Have you ever been homesick and missed the smell of your mother’s cooking? Or wished you could smell your lover’s perfume or cologne when you’re away? Well, there are developers who are working to make that a reality with the “oPhone.”
Dr. David Edwards, a biomedical engineer at Harvard and founder of Le Laboratoire, a company known to produce radical sensory products, is the head of this interesting new product. He is working with Paris perfumers Givaudan and baristas Café Coutume to create a menu of scents, which will be contained in “oChips.” Eyal Shahar, an electrical engineer from MIT, designed containers that will release the scent when heated by the touch of button, but then quickly cool in order to keep smells distinct and localized, something that has been historically difficult in olfactory experimentation. When someone sends a message using the scent menu on their oPhone, the receiver’s phone would use its own menu to recreate the scent that was sent (tee hee). Up to 365 combinations will be available in the first wave of oPhones which are slated to go into beta testing in July.

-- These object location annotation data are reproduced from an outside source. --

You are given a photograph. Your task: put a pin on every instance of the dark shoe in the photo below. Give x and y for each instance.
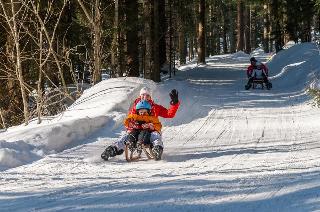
(269, 85)
(157, 152)
(110, 151)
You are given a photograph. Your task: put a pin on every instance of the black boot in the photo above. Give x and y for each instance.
(110, 151)
(247, 86)
(157, 152)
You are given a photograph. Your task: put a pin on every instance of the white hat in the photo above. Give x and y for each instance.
(145, 90)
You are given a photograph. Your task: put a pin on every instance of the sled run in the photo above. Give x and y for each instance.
(227, 149)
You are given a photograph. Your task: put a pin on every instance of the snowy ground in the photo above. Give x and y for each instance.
(227, 149)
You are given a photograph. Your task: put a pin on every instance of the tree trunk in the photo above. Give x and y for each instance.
(97, 43)
(156, 38)
(277, 27)
(266, 28)
(148, 62)
(201, 33)
(114, 44)
(247, 35)
(162, 33)
(131, 9)
(16, 55)
(181, 38)
(240, 26)
(233, 33)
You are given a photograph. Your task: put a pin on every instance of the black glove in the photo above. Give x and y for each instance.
(174, 97)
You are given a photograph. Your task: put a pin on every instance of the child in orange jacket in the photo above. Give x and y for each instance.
(141, 124)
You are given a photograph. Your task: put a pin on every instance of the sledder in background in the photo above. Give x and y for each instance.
(257, 72)
(118, 147)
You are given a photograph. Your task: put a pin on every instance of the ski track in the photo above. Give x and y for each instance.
(235, 158)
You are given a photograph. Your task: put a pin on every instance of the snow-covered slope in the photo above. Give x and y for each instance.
(227, 149)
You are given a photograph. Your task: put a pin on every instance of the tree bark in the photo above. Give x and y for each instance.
(131, 8)
(240, 26)
(201, 33)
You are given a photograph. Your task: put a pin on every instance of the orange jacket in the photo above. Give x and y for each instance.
(157, 110)
(135, 119)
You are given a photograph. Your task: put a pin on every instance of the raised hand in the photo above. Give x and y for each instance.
(174, 97)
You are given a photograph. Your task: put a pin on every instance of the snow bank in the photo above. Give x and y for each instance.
(106, 102)
(298, 65)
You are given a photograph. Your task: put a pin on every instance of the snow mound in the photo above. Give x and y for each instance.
(105, 103)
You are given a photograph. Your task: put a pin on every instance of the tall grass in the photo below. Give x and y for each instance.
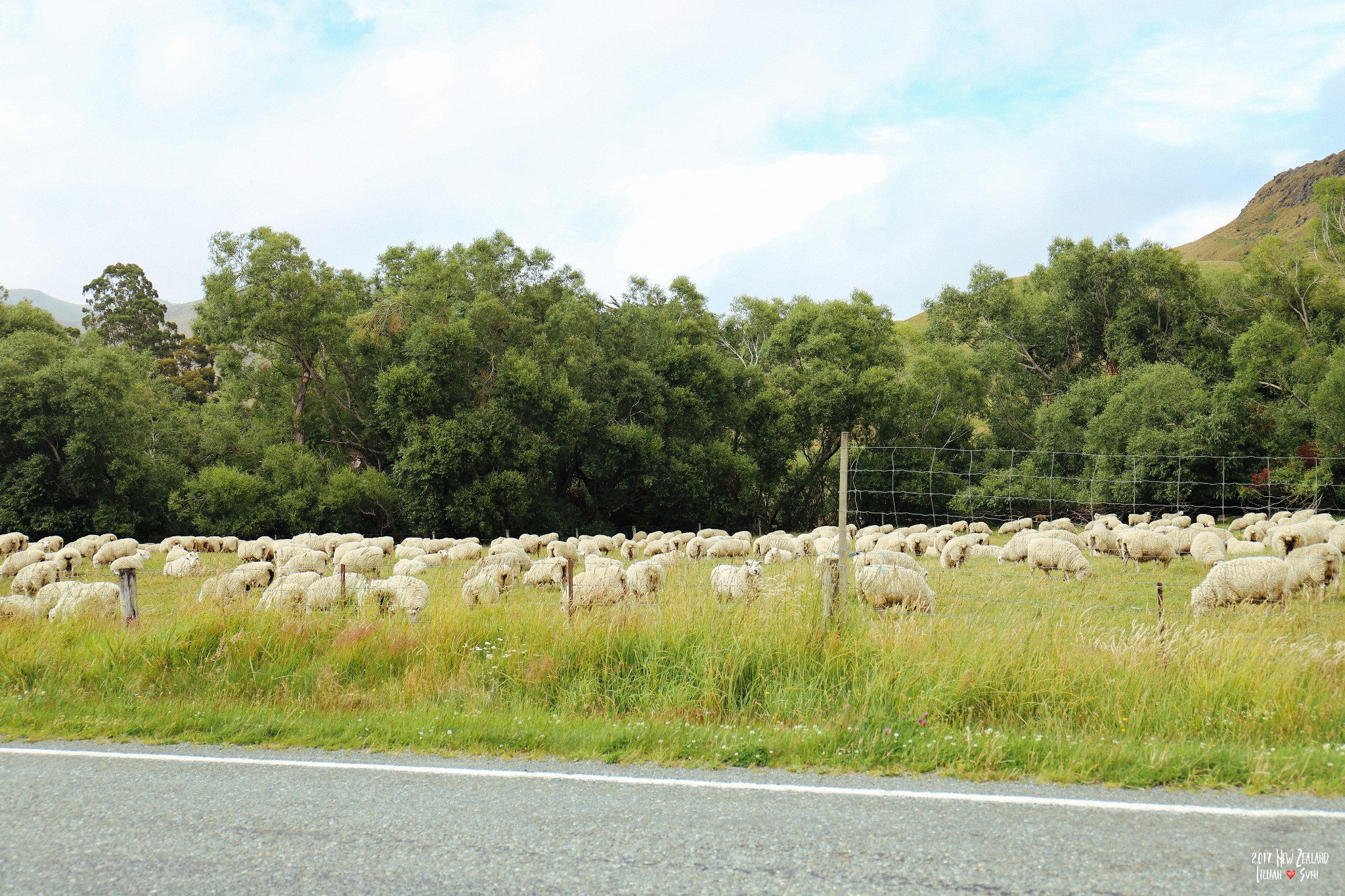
(1012, 676)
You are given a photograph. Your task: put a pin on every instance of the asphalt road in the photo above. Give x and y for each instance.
(105, 824)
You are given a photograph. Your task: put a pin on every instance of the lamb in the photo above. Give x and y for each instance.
(366, 558)
(1315, 567)
(1142, 545)
(324, 594)
(1053, 554)
(114, 550)
(99, 599)
(1207, 550)
(34, 576)
(183, 566)
(400, 593)
(887, 586)
(596, 587)
(728, 548)
(738, 584)
(546, 571)
(409, 567)
(1243, 581)
(287, 593)
(1016, 551)
(645, 580)
(20, 559)
(957, 551)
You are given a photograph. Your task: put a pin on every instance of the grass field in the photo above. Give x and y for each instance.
(1013, 676)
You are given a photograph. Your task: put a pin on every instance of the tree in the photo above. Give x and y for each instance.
(124, 307)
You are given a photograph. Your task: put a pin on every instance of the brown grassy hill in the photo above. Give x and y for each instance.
(1283, 207)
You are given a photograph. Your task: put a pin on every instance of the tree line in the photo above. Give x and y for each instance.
(485, 387)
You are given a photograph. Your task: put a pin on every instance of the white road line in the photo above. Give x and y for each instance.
(1057, 802)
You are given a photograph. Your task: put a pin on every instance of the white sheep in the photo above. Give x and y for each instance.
(889, 586)
(1053, 554)
(595, 587)
(1243, 581)
(1143, 545)
(645, 580)
(1207, 550)
(403, 593)
(183, 566)
(1315, 568)
(738, 584)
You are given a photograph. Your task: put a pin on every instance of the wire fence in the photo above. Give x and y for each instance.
(917, 484)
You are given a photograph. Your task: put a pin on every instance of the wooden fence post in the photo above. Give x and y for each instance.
(129, 595)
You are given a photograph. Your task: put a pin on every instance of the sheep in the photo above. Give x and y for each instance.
(1243, 581)
(957, 551)
(728, 548)
(738, 584)
(100, 599)
(366, 558)
(645, 580)
(1016, 551)
(1142, 545)
(889, 586)
(303, 562)
(287, 593)
(400, 593)
(1103, 540)
(546, 571)
(1315, 567)
(183, 566)
(1207, 550)
(409, 567)
(34, 576)
(326, 593)
(20, 559)
(1053, 554)
(596, 587)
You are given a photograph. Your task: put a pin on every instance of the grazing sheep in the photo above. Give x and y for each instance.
(403, 593)
(889, 586)
(1315, 568)
(185, 566)
(303, 562)
(643, 580)
(1243, 581)
(1207, 550)
(409, 567)
(546, 571)
(324, 594)
(99, 599)
(34, 576)
(20, 559)
(957, 550)
(728, 548)
(738, 584)
(1053, 554)
(287, 593)
(595, 587)
(1016, 551)
(114, 550)
(1143, 545)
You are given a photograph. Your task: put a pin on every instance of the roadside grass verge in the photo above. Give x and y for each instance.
(1012, 677)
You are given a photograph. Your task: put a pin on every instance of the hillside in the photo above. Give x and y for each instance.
(1283, 207)
(70, 313)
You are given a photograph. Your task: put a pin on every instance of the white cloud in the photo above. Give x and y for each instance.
(686, 219)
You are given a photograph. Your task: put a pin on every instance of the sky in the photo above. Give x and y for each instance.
(759, 148)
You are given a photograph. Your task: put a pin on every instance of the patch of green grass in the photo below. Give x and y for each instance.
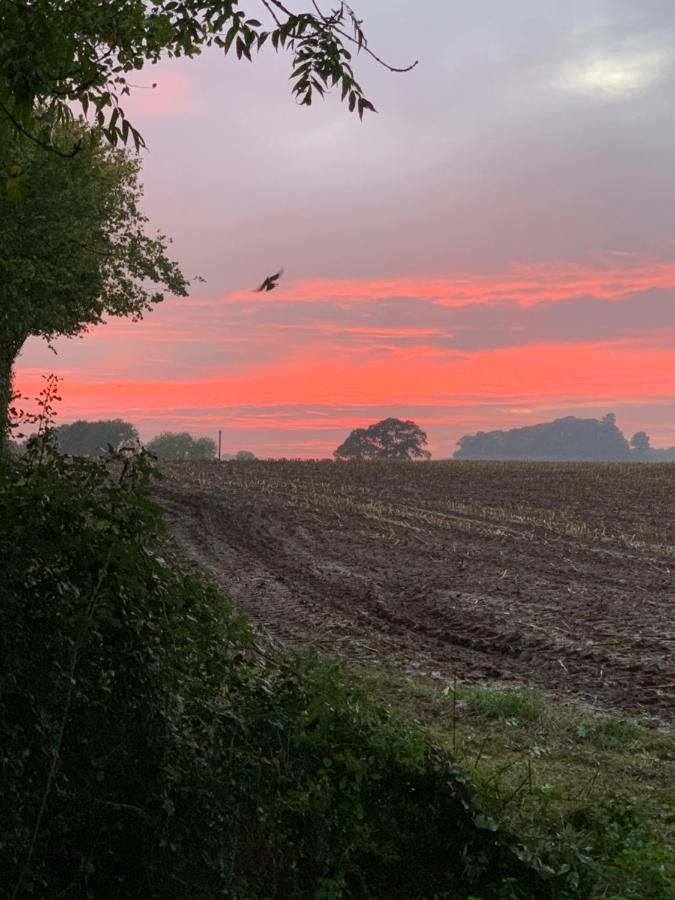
(510, 706)
(591, 794)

“Biologically we respond powerfully to aroma, so if we become familiar with the design of aromatic communication we might be able to say things we couldn’t before”, says Edwards.
Although the first batch of phones will only be available to a select few customers, the first olfactory social network will be more inclusive.
A free app will allow anyone to compose and send a smell note by text or email, based on a set menu of aromas and variations. The message can be received by any normal phone as a text. The recipient can then download the composition from hotspots which will be set up in the launch city of Boston.
Oooookaaaay. I personally can’t see me getting wrapped up in smell texts, but to each his own. I wonder to what extent this will numb our senses of smell? Or cloud the air with random scents? And what if someone send you a smell that you do not want to experience? No, thanks.
Although Edwards is using his olfactory research for nostalgia and novelty, there are some who are trying to use it for medical advancement. Monell Chemical Senses Center is seeking to find smell biomarkers in cancer patients to see if they can create an “e-nose” that would be able to smell chemicals in the blood to delivery an early diagnosis. The idea was inspired by the fact that dogs can often smell sickness on humans.